The background,
Microservice circuit breaker: If Hystrix is used and HystrixException is found in logs, you know that either the called service has hung up or the service has timed out. Few people write the default return method after the service is not available, because the vast majority of calls between services is to rely on the data returned by the called party, without this data can not go on, can only throw exceptions unified processing.
The micro-service traffic limiting scheme, which has used Guava RateLimiter or Redis, can only think of which business is not important and write into which business. Similar to the semaphore scheme, it limits QPS and returns error information quickly when the quantity exceeds the limit, reducing the impact on the system and storage.

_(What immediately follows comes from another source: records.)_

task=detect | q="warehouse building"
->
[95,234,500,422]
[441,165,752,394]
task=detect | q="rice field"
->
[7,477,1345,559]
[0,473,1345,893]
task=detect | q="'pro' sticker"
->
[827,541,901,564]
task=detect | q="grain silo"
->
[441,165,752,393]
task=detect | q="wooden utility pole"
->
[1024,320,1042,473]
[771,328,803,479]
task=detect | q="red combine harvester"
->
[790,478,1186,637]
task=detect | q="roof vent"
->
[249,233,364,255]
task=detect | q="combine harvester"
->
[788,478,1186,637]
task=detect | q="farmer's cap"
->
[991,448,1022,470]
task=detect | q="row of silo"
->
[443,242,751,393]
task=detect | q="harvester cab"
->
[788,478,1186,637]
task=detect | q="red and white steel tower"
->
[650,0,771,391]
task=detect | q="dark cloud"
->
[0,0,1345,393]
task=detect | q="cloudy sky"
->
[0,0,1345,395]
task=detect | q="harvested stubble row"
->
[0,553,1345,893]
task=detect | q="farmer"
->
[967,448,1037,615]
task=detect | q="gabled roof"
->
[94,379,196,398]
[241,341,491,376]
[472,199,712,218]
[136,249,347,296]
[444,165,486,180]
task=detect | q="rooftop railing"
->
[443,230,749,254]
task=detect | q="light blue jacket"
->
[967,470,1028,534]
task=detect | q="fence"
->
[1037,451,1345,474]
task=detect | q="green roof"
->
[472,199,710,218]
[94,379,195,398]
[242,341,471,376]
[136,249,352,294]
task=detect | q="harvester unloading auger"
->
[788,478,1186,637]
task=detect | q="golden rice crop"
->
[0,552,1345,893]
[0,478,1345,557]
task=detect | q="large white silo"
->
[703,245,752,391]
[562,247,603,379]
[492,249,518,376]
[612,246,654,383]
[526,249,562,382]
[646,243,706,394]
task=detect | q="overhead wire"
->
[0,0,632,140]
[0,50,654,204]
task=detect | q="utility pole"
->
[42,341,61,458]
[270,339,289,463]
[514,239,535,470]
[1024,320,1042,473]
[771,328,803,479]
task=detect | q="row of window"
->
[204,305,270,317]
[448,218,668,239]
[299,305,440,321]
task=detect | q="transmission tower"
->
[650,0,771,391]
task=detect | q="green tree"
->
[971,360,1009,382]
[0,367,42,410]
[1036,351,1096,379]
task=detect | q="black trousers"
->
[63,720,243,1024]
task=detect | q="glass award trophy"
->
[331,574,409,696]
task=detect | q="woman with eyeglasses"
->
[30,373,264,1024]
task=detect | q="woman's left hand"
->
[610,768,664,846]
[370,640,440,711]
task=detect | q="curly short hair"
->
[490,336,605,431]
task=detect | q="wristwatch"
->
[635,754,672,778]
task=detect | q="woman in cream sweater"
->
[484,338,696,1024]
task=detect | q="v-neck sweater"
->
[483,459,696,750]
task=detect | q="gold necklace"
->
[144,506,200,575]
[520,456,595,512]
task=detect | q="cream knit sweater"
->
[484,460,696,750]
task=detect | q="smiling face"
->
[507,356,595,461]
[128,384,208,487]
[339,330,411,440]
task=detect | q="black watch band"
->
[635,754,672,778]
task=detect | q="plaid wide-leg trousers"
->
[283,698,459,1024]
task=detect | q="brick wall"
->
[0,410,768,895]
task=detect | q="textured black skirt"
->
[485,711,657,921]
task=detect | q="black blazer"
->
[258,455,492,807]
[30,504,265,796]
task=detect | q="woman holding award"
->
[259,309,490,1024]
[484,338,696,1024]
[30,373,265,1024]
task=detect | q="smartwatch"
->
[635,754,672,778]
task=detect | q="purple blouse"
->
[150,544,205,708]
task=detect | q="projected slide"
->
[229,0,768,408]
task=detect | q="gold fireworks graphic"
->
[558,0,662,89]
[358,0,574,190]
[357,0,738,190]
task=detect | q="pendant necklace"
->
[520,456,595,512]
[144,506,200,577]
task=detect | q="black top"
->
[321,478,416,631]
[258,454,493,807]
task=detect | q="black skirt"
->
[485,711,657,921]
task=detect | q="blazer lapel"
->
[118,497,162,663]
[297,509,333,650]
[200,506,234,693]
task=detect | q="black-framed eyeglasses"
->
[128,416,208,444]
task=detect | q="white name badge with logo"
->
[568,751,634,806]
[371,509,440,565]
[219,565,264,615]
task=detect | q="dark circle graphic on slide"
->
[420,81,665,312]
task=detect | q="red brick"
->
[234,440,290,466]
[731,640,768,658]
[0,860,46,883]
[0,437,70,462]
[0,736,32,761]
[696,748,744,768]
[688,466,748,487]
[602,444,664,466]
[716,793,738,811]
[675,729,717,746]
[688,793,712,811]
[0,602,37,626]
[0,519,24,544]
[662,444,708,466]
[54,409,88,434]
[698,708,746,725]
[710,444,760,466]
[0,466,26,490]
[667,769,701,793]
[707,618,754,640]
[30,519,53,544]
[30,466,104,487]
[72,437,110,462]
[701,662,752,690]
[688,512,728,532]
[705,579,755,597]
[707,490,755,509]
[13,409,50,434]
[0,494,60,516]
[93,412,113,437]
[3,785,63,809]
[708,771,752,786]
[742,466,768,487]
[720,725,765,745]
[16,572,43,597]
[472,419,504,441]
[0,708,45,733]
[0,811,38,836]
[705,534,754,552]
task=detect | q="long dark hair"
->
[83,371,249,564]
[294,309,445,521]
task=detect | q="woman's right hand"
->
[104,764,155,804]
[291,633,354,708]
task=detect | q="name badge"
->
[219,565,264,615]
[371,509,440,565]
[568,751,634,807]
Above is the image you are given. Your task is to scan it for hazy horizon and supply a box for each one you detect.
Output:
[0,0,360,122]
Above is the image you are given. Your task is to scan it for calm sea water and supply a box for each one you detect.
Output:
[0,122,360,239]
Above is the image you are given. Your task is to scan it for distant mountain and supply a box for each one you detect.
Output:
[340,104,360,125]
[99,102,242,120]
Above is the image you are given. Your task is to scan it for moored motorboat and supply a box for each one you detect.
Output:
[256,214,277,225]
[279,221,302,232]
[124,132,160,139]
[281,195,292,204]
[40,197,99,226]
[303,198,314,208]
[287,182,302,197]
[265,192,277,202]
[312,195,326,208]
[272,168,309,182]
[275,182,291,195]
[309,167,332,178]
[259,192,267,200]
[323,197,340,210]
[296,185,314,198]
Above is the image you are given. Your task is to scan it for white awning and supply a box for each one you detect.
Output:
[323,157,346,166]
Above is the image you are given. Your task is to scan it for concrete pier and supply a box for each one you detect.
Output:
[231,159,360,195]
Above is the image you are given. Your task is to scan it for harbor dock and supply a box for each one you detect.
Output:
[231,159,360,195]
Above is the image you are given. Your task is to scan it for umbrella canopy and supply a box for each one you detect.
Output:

When learning that Soul gateway supports access to four traffic limiting schemes, it is found that Sentinel is the most popular one. Sentinel, as its name implies, actually overlaps some functions of gateway, that is, gateway component and flow control component are both for service governance and access to business services, and both also provide console management. I feel that foreign open source software open source the core part, similar to the console and other peripheral functions are reserved or not (such as Kafka), give users more imagination and expansion space, and can even produce many companies by packaging open source software to provide better integrated enterprise solutions. The open source products of domestic companies are full of functions and perfect solutions as far as possible, so that more enterprises can quickly apply them.
Second, the Sentinel
Website sentinelguard. IO /
Open source software is now focused on community building, and there are many participants, so the community building is perfect, forming a good cycle. In fact, this blog is more like a diary, which is recorded for myself. Sentinel learning does not need to look for information everywhere, but you can basically get started by reading the official website, running examples and codes. After learning one of the open source components of microservices (gateway, registry, configuration center, service invocation, etc.), you will be familiar with the basic pattern of open source systems and microservices.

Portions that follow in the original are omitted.